If hives come on suddenly, look for triggers including foods, medications, and environmental exposures. Hives usually begin within two hours of being exposed to the offending item, and the relationship is usually consistent. For example, if a person is allergic to peanuts, they will most likely have a reaction every time they eat peanuts. Hives that occur at random times with no relation to a specific item are unlikely to be allergic in nature. In that case, there’s no need to test multiple foods for allergic reactions.
Hives that occur most days for more than six weeks are considered chronic hives. These are unlikely to be due to a specific allergic trigger and instead are a malfunction of the patient’s Mast Cells, allergic cells that are found in the skin, respiratory tract and gut.
Chronic hives are usually due to some sort of chronic inflammation or irritation. This can be due to chronic environmental allergies but is rarely from new food allergies. Other causes could include autoimmune diseases, thyroid problems, or rarely certain malignancies.
People with allergies have allergic antibodies (IgE) which are specific to certain proteins – IgE for ragweed will not react to cat dander. When the specific IgE antibody finds protein that it is looking for, it binds the protein to form a complex. This complex attaches to the Mast Cell, which causes the Mast Cell to open and release its contents – Histamine, Leukotrienes and other chemicals that cause allergic reactions. Picture a zipper on the Mast Cell opening up and releasing the pre-stored chemicals from inside the cell.

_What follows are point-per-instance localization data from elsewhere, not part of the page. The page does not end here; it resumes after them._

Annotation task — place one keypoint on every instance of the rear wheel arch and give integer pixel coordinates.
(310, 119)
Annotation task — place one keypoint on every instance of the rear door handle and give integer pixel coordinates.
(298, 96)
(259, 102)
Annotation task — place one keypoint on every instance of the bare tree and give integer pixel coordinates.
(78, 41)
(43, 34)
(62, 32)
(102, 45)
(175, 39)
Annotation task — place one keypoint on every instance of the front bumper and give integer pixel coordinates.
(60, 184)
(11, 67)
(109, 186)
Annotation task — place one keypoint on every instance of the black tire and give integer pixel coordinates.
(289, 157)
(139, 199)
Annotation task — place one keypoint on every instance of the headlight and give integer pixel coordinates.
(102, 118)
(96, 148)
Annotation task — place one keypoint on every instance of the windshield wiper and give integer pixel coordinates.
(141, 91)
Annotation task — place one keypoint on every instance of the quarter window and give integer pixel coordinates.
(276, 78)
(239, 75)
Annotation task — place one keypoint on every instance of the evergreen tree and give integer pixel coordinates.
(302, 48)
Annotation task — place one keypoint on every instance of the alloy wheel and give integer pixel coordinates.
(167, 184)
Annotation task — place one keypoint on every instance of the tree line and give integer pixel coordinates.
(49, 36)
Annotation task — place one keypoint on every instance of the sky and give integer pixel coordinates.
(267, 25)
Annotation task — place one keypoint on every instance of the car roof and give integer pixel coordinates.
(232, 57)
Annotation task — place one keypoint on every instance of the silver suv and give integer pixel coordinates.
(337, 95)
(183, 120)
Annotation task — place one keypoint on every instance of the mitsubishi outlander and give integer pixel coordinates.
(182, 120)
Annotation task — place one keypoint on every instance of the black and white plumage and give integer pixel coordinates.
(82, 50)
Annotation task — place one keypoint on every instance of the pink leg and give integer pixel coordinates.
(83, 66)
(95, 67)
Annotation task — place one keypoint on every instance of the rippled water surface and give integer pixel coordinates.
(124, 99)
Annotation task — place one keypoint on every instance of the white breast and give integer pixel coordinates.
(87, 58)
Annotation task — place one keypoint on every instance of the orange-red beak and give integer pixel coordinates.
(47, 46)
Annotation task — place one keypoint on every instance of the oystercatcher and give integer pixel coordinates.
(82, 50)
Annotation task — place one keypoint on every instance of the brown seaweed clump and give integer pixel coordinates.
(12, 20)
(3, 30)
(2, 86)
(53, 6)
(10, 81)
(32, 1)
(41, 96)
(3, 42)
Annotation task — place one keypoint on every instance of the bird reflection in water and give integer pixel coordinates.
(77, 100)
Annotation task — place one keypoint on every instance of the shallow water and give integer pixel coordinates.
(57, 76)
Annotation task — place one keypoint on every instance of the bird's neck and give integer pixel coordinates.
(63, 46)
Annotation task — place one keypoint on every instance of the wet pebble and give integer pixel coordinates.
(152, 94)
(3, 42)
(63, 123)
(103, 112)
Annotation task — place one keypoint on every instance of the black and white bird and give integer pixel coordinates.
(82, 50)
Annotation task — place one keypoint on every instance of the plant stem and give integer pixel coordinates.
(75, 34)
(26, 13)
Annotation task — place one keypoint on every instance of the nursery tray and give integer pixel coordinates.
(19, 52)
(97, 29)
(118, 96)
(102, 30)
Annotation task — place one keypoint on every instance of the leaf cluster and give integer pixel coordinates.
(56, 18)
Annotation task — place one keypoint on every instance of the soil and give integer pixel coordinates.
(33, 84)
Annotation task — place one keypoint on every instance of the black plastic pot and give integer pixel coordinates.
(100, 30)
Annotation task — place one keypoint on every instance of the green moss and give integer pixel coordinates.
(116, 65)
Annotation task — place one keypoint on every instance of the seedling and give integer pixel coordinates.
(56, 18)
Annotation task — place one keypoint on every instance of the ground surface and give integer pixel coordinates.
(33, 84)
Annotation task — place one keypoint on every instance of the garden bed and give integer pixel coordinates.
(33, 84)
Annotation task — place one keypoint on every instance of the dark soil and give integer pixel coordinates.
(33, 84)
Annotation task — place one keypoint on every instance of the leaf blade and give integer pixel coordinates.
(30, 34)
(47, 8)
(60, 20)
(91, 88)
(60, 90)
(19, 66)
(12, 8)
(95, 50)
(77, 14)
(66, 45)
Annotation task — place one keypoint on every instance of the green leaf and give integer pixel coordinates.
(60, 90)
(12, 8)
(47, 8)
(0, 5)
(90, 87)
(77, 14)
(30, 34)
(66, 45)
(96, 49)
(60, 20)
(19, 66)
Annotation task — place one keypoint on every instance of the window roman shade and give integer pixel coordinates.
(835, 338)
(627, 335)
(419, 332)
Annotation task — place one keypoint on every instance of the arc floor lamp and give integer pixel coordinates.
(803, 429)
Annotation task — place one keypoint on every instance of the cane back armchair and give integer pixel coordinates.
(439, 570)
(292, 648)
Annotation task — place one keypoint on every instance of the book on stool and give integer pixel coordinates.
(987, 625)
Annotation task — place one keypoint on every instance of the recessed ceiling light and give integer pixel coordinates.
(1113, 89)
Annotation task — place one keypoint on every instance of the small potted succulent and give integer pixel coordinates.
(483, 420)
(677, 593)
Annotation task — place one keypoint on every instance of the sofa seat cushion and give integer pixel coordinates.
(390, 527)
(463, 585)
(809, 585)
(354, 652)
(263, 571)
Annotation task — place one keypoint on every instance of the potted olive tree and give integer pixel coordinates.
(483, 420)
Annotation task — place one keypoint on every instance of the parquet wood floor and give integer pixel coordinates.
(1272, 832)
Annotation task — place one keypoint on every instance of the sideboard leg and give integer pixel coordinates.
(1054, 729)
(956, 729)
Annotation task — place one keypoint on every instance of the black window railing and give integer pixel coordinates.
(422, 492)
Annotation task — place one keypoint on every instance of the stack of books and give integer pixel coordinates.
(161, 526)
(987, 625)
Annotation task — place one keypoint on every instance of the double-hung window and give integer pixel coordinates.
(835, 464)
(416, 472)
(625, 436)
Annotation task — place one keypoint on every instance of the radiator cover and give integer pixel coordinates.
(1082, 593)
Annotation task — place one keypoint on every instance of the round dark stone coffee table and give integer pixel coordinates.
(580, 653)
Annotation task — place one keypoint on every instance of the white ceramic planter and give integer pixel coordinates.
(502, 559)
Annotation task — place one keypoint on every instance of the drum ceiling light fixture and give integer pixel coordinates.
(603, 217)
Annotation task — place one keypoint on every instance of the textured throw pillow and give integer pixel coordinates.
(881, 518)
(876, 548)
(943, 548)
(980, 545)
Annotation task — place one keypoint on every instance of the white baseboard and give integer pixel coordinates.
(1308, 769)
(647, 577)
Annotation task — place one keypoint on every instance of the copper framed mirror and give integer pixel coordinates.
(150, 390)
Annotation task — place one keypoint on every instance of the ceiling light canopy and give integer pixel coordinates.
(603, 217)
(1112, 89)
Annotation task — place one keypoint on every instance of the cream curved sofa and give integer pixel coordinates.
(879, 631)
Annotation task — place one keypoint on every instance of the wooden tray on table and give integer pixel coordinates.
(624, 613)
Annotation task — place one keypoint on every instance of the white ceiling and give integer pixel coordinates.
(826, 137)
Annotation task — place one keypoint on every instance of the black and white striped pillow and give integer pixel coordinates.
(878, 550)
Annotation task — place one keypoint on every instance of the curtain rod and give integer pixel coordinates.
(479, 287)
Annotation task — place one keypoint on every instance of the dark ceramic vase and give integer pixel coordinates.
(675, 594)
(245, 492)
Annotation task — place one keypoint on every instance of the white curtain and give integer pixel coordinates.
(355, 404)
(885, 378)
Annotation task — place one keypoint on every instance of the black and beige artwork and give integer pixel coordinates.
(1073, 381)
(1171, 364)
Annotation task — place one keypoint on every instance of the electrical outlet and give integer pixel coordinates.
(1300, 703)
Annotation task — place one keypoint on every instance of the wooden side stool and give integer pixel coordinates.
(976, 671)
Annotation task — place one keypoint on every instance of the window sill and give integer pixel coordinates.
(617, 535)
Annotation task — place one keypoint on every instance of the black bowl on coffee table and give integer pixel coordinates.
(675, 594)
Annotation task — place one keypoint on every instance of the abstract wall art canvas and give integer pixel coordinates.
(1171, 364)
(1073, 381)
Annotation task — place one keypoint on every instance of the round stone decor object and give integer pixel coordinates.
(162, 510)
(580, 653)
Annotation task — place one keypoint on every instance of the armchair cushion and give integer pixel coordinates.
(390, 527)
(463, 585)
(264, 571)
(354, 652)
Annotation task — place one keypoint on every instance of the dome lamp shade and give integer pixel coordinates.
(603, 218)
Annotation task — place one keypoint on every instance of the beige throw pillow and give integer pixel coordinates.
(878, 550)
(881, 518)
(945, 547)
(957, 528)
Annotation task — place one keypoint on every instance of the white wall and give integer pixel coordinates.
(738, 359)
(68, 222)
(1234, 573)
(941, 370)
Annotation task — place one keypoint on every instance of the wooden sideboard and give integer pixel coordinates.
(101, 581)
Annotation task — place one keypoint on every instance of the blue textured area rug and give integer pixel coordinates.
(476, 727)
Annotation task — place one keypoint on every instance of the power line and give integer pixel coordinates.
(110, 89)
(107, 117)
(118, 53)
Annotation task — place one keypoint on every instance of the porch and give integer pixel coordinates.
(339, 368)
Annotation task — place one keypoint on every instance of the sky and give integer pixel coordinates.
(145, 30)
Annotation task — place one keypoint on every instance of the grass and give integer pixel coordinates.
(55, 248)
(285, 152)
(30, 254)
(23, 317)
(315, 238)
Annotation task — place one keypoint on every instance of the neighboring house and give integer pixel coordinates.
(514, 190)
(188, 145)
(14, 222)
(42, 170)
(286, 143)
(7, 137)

In chronic hives, the zipper on the Mast Cells breaks and the contents dump out at random times. Triggers for this happening can include allergies, infections, trauma, hormones, or stress. Fortunately, chronic hives almost always go away on their own eventually.
For acute hives, we try to determine what the allergens are and treat the hives by avoiding the allergens altogether. For chronic hives, we treat the hives by limiting environmental allergens and treating underlying allergies. But usually, the best way to treat chronic hives is to control the symptoms with medication while the body heals itself. This may take a few weeks, but often it can take several years. In the meantime, we have several medications we can try to help relieve your symptoms.